About Research in Dr. Jahani-Asl laboratory

The main goals of research in the Jahani Lab are to identify the molecular mechanisms that underlie the pathogenesis of brain tumor. In particular, the studies are focused on adult glioblastoma, a cancer of the brain for which, presently, there is no cure. Dr. Jahani is addressing how these tumors form and grow. She is using human brain tumor stem cells as well as mouse neural stem cells together with a combination of molecular and cell biology techniques and imaging to identify the fundamental principles and mechanisms that drives the tumorigeneic property of these tumor cells. These studies provide key steps towards understanding of key regulators of glioblastoma and how to target these key players in the cancerous brain.


Projects in Dr. Jahani-Asl’s laboratory

OSMR-Targeted Therapies for Glioblastoma

EGFRvIII-STAT3 signaling is important in glioblastoma pathogenesis.

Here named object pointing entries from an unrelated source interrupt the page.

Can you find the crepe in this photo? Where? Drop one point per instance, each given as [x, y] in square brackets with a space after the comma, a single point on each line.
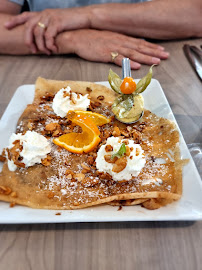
[56, 185]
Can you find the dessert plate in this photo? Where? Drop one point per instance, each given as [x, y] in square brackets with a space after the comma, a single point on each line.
[189, 207]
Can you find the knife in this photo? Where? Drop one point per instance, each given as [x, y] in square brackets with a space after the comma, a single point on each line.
[194, 55]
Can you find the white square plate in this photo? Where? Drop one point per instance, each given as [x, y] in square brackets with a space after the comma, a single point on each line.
[189, 207]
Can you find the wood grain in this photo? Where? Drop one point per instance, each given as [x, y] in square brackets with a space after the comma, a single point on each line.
[101, 246]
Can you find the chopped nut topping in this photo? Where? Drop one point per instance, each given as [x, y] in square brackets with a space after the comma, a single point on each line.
[109, 159]
[116, 132]
[50, 195]
[69, 176]
[46, 161]
[69, 172]
[47, 97]
[125, 133]
[2, 158]
[5, 190]
[89, 182]
[127, 151]
[90, 160]
[14, 194]
[120, 164]
[88, 89]
[85, 167]
[108, 148]
[137, 152]
[100, 97]
[79, 176]
[54, 129]
[12, 204]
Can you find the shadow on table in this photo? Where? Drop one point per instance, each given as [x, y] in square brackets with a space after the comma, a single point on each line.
[96, 225]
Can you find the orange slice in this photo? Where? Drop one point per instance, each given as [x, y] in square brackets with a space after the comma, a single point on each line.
[85, 141]
[98, 119]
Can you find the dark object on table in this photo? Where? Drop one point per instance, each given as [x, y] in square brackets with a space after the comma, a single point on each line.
[194, 55]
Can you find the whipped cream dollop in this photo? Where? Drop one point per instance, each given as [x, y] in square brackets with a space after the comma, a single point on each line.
[135, 162]
[66, 100]
[35, 148]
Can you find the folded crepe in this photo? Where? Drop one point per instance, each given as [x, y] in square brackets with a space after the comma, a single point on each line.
[71, 181]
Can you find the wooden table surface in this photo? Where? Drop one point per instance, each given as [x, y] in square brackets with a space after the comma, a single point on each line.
[119, 245]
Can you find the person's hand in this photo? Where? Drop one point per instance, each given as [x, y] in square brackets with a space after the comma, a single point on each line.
[95, 45]
[41, 28]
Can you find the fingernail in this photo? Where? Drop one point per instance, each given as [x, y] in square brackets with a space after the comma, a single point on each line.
[155, 60]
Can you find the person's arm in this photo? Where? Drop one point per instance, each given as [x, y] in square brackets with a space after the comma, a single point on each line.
[8, 7]
[158, 19]
[92, 45]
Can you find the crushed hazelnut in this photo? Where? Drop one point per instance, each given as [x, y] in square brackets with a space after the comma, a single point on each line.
[79, 176]
[100, 97]
[116, 132]
[108, 148]
[88, 89]
[46, 161]
[5, 190]
[85, 167]
[120, 164]
[127, 151]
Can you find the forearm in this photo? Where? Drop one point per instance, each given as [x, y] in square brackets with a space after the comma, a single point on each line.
[160, 19]
[12, 41]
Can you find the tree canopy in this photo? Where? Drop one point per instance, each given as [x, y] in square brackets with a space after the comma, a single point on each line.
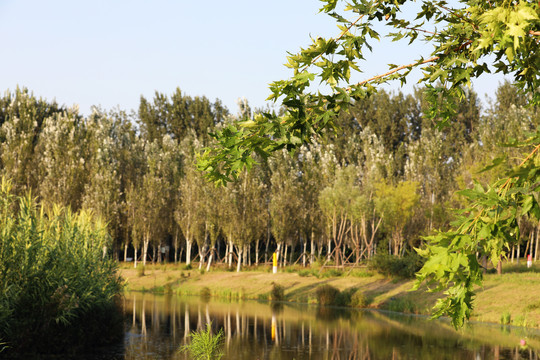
[468, 39]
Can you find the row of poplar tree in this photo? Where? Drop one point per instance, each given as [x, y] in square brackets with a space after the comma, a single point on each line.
[377, 185]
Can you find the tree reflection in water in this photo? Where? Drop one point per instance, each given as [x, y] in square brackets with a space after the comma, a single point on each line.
[262, 331]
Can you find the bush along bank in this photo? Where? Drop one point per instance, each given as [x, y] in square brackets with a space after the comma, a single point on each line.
[59, 292]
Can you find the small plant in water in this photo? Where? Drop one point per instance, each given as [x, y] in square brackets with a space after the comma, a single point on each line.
[277, 293]
[506, 318]
[204, 345]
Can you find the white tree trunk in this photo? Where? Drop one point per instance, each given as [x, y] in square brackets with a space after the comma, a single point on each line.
[240, 253]
[210, 260]
[230, 253]
[257, 253]
[188, 251]
[145, 249]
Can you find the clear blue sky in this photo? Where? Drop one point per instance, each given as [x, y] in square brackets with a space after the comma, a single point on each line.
[109, 53]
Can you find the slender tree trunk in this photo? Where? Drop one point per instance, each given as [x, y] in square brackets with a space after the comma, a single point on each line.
[312, 259]
[304, 254]
[257, 253]
[267, 243]
[230, 253]
[201, 256]
[188, 251]
[240, 253]
[512, 257]
[210, 259]
[536, 247]
[329, 249]
[176, 247]
[145, 248]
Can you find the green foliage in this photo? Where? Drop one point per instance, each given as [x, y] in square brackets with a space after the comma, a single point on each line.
[391, 265]
[330, 273]
[361, 273]
[359, 300]
[205, 292]
[204, 345]
[277, 293]
[488, 226]
[402, 304]
[466, 40]
[506, 318]
[58, 287]
[326, 295]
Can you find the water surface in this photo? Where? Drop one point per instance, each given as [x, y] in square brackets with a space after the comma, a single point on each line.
[157, 326]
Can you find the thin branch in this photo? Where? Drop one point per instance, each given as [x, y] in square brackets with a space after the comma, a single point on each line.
[337, 39]
[422, 30]
[432, 59]
[340, 36]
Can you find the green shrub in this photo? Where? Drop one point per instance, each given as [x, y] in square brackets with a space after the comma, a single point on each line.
[205, 293]
[204, 345]
[402, 305]
[361, 273]
[359, 299]
[263, 297]
[277, 293]
[326, 295]
[58, 290]
[506, 318]
[390, 265]
[332, 273]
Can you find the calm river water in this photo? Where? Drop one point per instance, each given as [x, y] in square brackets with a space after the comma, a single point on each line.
[157, 326]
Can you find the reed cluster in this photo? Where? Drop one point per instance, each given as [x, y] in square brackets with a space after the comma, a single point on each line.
[59, 289]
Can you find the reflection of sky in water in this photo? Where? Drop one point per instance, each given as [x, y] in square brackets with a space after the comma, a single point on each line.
[158, 326]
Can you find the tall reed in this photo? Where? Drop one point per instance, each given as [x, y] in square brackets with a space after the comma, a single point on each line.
[56, 285]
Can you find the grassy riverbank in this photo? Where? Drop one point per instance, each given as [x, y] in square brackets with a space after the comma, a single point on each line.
[513, 297]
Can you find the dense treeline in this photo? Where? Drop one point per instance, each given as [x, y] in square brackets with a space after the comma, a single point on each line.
[377, 186]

We have recently identified the cytokine receptor OSMR as a direct target gene of the transcription factor STAT3 in mouse astrocytes and human brain tumor stem cells (BTSCs). We have found that OSMR functions as an essential co-receptor for EGFRvIII. OSMR forms a physical complex with EGFRvIII, and depletion of OSMR impairs EGFRvIII-STAT3 signaling. Importantly, knockdown of OSMR strongly suppresses cell proliferation and tumor growth of mouse glioblastoma cells and human BTSC xenografts in mice, and prolongs the lifespan of these mice. Our findings identify OSMR as a critical regulator of glioblastoma tumor growth that orchestrates a feed-forward signaling mechanism with EGFRvIII and STAT3 to drive tumorigenesis.

Two major ongoing projects in our lab are to gain better understanding of how OSMR functions, and to  develop OSMR targeted therapies for treatment of glioblastoma.

Molecular profiling of glioblastoma tumors

Glioblastoma tumors are heterogeneous. We employ a patient tailored approach to identify key signalling pathways that are altered in these tumors. By using brain tumor stem cells that are generated following surgical excision of the patient tumor, and deep sequencing techniques, we identify molecular signatures that specifically drive glioblastoma tumorigenesis in the corresponding patient tumor stem cells.  We will then use multiple approaches to develop small molecules and antibodies that can target the specified pathways.